Piano Spheres was founded in 1994 by pianist and scholar Leonard Stein, to present the best of contemporary piano music as well as rarely heard treasures from centuries past. Stein, a protégé of Arnold Schoenberg and founding Director of the Arnold Schoenberg Institute, was a champion of new music for more than sixty years as pianist, scholar, teacher, and presenter, both in Los Angeles and abroad. He hand-selected four of his most adventurous, new-music-minded former students from the University of Southern California – Gloria Cheng, Vicki Ray, Mark Robson, and Susan Svrček – to mentor as his colleagues in a unique cooperative venture: a concert series presenting five solo piano recitals programmed by each of the five pianists, all of whom share a fierce dedication to new and unusual music. On September 13, 1994, marking the 120th anniversary of Schoenberg’s birth, Piano Spheres presented its first concert. Since then, it has continued to combine the highest musical standards with a passionate commitment to exploring the music of today, to create the piano repertoire of the future.

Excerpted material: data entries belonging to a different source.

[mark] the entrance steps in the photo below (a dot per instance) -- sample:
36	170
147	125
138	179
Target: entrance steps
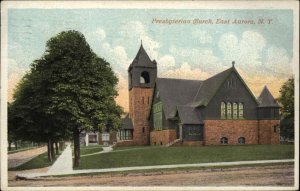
173	143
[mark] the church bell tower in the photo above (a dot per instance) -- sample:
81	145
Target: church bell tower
142	74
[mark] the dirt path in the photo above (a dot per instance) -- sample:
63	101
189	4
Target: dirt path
21	157
275	175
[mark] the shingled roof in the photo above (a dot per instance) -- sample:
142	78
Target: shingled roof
174	92
126	123
142	59
209	87
189	115
266	99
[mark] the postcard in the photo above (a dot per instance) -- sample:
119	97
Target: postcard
169	95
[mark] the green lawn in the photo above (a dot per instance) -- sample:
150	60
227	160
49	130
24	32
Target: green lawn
22	149
143	156
40	161
88	150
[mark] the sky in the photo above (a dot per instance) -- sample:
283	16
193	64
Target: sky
263	53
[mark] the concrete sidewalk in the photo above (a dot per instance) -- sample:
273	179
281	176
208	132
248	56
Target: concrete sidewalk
37	175
64	162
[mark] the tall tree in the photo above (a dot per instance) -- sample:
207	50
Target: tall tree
69	89
286	100
80	86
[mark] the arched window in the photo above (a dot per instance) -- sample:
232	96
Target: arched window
223	110
241	140
234	106
145	78
224	140
241	110
229	111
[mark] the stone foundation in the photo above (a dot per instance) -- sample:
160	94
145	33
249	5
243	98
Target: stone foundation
267	133
189	143
162	137
125	143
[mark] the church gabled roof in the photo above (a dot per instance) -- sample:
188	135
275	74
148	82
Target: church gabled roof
189	115
209	87
142	59
266	99
174	92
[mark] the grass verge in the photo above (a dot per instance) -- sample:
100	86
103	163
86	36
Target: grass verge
146	156
23	149
39	161
176	170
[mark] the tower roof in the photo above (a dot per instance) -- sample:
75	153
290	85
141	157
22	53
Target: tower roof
266	99
142	59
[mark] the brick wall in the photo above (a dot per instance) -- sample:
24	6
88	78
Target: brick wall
214	130
112	138
266	132
138	112
125	143
162	137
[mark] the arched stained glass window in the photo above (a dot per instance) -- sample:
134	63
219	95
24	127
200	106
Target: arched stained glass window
241	110
223	110
229	111
234	106
224	140
242	140
145	78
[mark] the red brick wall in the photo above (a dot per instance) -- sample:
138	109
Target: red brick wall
266	132
162	137
214	130
112	138
138	112
192	143
125	143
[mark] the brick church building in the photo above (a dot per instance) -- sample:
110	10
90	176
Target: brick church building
216	111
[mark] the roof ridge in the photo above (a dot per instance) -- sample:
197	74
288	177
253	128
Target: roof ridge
181	79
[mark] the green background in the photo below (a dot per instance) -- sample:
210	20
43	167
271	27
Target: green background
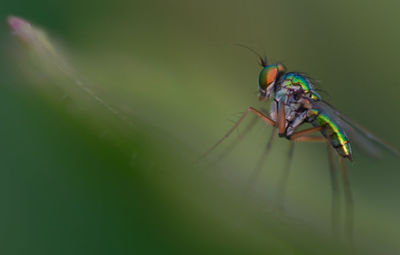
75	179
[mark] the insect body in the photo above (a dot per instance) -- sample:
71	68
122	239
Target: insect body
295	102
295	94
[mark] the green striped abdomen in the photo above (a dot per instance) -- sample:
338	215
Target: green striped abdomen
333	132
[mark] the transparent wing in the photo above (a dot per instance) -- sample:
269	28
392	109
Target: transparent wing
358	135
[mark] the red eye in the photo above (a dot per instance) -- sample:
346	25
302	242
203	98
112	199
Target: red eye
271	75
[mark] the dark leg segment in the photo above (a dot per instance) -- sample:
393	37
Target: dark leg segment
349	223
335	209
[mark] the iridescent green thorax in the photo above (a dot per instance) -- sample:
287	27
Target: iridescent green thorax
332	131
296	80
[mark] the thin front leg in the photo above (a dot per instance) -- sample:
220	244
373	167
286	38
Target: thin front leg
335	209
250	109
349	223
237	140
261	161
280	197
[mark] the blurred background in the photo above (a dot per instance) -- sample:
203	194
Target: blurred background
79	179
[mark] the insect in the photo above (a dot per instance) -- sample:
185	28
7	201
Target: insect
294	102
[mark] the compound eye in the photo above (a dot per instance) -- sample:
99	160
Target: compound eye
281	68
271	75
268	76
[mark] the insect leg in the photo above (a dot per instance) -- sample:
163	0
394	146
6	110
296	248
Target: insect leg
335	209
349	223
239	138
280	197
261	161
297	135
250	109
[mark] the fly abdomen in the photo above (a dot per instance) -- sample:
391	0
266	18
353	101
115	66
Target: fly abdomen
332	131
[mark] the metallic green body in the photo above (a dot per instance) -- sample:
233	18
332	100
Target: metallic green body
332	131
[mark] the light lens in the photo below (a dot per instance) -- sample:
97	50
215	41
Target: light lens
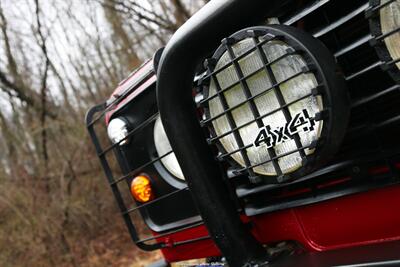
291	88
141	189
117	130
163	147
390	21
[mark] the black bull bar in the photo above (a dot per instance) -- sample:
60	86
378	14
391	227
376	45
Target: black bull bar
188	47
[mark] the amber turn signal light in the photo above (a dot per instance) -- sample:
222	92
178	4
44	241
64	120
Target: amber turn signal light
141	189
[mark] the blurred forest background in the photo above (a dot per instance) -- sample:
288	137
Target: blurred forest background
57	59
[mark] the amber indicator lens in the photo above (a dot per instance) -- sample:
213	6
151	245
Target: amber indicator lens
141	189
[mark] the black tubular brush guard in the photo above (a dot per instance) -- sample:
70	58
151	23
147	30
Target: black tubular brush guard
187	48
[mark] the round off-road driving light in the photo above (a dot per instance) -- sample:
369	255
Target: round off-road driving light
385	29
163	147
117	131
274	102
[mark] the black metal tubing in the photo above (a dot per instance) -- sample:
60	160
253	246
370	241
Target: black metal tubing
196	39
142	243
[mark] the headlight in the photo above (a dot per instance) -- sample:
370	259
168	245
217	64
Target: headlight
385	28
163	147
266	100
117	130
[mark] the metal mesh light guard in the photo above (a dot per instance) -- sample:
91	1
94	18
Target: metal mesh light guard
268	102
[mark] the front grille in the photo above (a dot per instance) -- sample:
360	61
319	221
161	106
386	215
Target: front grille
369	156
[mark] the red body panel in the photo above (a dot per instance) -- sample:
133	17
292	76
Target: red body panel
353	220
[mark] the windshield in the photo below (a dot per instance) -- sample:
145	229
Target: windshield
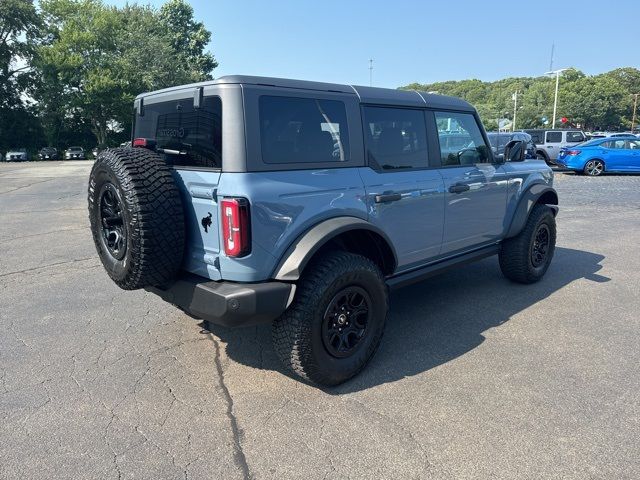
498	140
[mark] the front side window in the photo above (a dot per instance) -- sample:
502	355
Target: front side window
303	130
554	137
184	135
396	138
461	142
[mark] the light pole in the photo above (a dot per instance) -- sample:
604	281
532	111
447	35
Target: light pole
555	100
515	109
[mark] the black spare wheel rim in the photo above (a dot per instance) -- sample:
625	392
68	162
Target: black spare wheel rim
345	321
540	247
114	228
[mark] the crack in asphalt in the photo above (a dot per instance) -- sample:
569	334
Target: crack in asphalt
27	186
9	239
41	267
239	457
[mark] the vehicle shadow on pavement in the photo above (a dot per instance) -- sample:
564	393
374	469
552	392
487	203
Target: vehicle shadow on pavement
434	321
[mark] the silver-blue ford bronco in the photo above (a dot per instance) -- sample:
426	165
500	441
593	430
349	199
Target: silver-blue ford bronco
247	199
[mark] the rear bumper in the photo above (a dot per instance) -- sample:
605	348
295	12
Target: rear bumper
228	303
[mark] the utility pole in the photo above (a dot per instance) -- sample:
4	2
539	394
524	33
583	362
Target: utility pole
635	106
555	100
515	109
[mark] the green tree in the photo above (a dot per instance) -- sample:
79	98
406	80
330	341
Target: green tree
188	39
18	23
595	102
95	59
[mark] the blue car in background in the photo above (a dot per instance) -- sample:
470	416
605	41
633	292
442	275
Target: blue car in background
611	154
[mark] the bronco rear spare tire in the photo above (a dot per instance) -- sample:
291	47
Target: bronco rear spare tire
136	216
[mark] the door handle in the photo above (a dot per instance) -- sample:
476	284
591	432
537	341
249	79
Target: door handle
388	197
459	188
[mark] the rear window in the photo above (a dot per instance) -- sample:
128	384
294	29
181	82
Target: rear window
303	130
185	136
575	137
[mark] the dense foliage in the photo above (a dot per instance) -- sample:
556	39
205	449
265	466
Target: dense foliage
71	68
599	102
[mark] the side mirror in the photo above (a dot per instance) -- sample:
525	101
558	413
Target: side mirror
515	151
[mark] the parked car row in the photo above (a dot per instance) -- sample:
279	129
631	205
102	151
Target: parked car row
609	154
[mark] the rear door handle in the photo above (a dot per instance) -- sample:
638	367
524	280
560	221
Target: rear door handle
459	188
388	197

The passing of Leonard Stein in 2004 led to a decision to invite a distinguished guest pianist each season to program and perform one concert of the five-concert series, which draws audiences from throughout the region. Among these guest pianists have been composer-pianist Thomas Adès, Jeffrey Kahane, Kathleen Supové, Christopher O’Riley, Ursula Oppens, composer-pianist Terry Riley, Eric Huebner, Joanne Pearce Martin, Liam Viney, the Bugallo-Williams Duo, the Viney-Grinberg Duo,  Aron Kallay, Steven Vanhauwaert, Nic Gerpe, Richard Valitutto, and HOCKET.

In 2019 PS added the dynamic piano duo HOCKET (Sarah Gibson & Thomas Kotcheff) as their first new core artists since 1994. HOCKET was recently named Best Chamber Ensemble, Best New-Music Ensemble, Best Discovery, and Best Streamed Performance by the San Francisco Classical Voice.

Critics have called Piano Spheres “A nourishing, lasting LA invention” and one of “our most imaginative, best-planned, courageous and stimulating concert series.” Perhaps the LA Times said it best: “Clearly, Piano Spheres is intent on promoting new musical piano culture, not only by affording a handful of L.A.’s finest [pianists] a regular showcase, but also helping to expand and update the existing solo piano repertoire and offer needed encouragement to young composers.”

To date, Piano Spheres’ core artists and renowned guest artists have presented 830 works for piano by more than 300 composers from across the globe, of which 92 are women and 254 are American. These works include solo, duo piano, piano chamber music, and piano vocal music, comprising 126 premieres, 44 of which were commissioned by PS itself. Past performances are presented both on our website and the PS YouTube channel (YouTube/Piano Spheres).

The Piano Spheres core artists are determined to mentor and spotlight the next generation of concert pianists. Through the well-received Emerging Artist Series (formerly Satellite Series), now in its fifth season, PS core artists guide younger L.A.-area pianists in commissioning, interpreting, and performing new works for the piano. Public workshops, featuring the Piano Spheres artist, the emerging artist, and the commissioned composer, are held prior to the artist’s performance. Working to develop new audiences and new sources of funding, the board authorized Friends of Piano Spheres to initiate free “Artists Salons” in private homes, open to the public. Each artist selects a topic within the new music field, addresses the audience, performs examples, and takes questions. This model has proved so popular that we are planning to offer the salon model to college and university campuses.

Piano Spheres artists have performed in Minimalist Jukebox at the LA Philharmonic as part of the LA Philharmonic’s “California Project” festival and “Noon to Midnight”; in a series of four yearly recitals at Boston Court Theater, Pasadena; and for the UCLA Music Library Tribute to Leonard Stein in Schoenberg Hall.